In cases that are lost to follow-up (for example, where GPs do not return their posttest audit questionnaires), we will reanalyse our primary and secondary outcomes relating to prescribing behaviour, firstly, assuming no change in antithrombotic management from baseline to posttest and secondly, assuming the desired outcome was not achieved.
We will carry out subgroup analyses for our primary and secondary outcomes according to the following variables: (a) baseline CHADS2 scores (0, 1, or ≥2); (b) patient age (<65 years, 65–74 years, 75–84 years, ≥85 years); (c) baseline anticoagulation use (yes versus no); (d) patient sex.

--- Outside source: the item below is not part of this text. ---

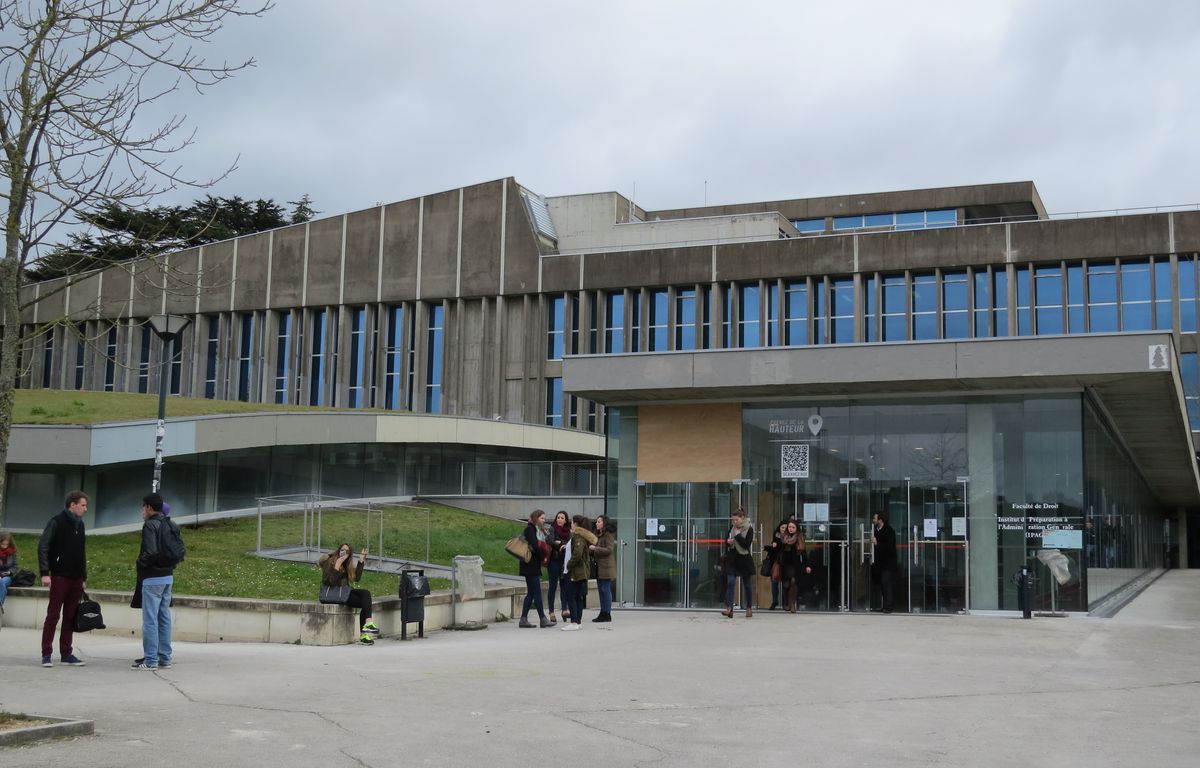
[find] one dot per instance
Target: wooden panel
(700, 443)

Pretest comparisons between groups
We will compare groups on the numbers of patients selected by GPs, patient sex, age (mean and median differences and on categorical groupings <65 years, 65–74, 75–84, ≥85 years), CHADS2 scores (0, 1, ≥2, and mean scores), and use of oral anticoagulation (current at pretest, previous use, or never used).
Sample size estimate
Our study was powered to detect a 15% difference in anticoagulation rates between groups. We assumed a baseline use of anticoagulation of 50% to produce anticonservative (i.e., larger) estimates of the required sample size. In the absence of a design effect, whereby the sample size would be adjusted for clustering of patients by GP, we required GPs to identify 170 patients per group or 340 in total . As patient cases were clustered by GP, we adjusted our sample size estimate by the design effect D
eff = 1 + (m − 1)ρ , where m equals the average cluster size and ρ equals the intraclass correlation coefficient. We have selected a value of m to produce anticonservative (i.e., larger) estimates of the required GP sample, as the number of GPs needed will have a greater effect on study resources and its feasibility than the numbers of patient cases identified by GPs. Smaller values of m will produce a sample size estimate requiring greater numbers of GPs. Assuming an average cluster size of three and selecting an intraclass correlation coefficient of 0.029, informed by results from a previous study , our anticipated design effect was 1.06 (i.e., 1 + (3 – 1) × 0.029), producing a required total sample size of 1.06 × 340 = 361. Assuming 20% of posttest audit questionnaires are not returned by GPs, we require data on 452 de-identified patient cases or 226 per group. If GPs each select three patient cases on average, then we will need to recruit 76 GPs per group (i.e., 226/3), or 152 in total.
Outcomes will be analysed according to the intention-to-treat principle, whereby patients are analysed according to the arm to which their GP cluster was allocated. Clustering will be accounted for at the practice level . A p value of < .05 will be used to determine statistical significance of results. Analyses will be carried out by a statistician blinded to group allocation.
The Human Research Ethics Committee of the University of New South Wales has approved the study (UNSW HREC Reference Number 07067).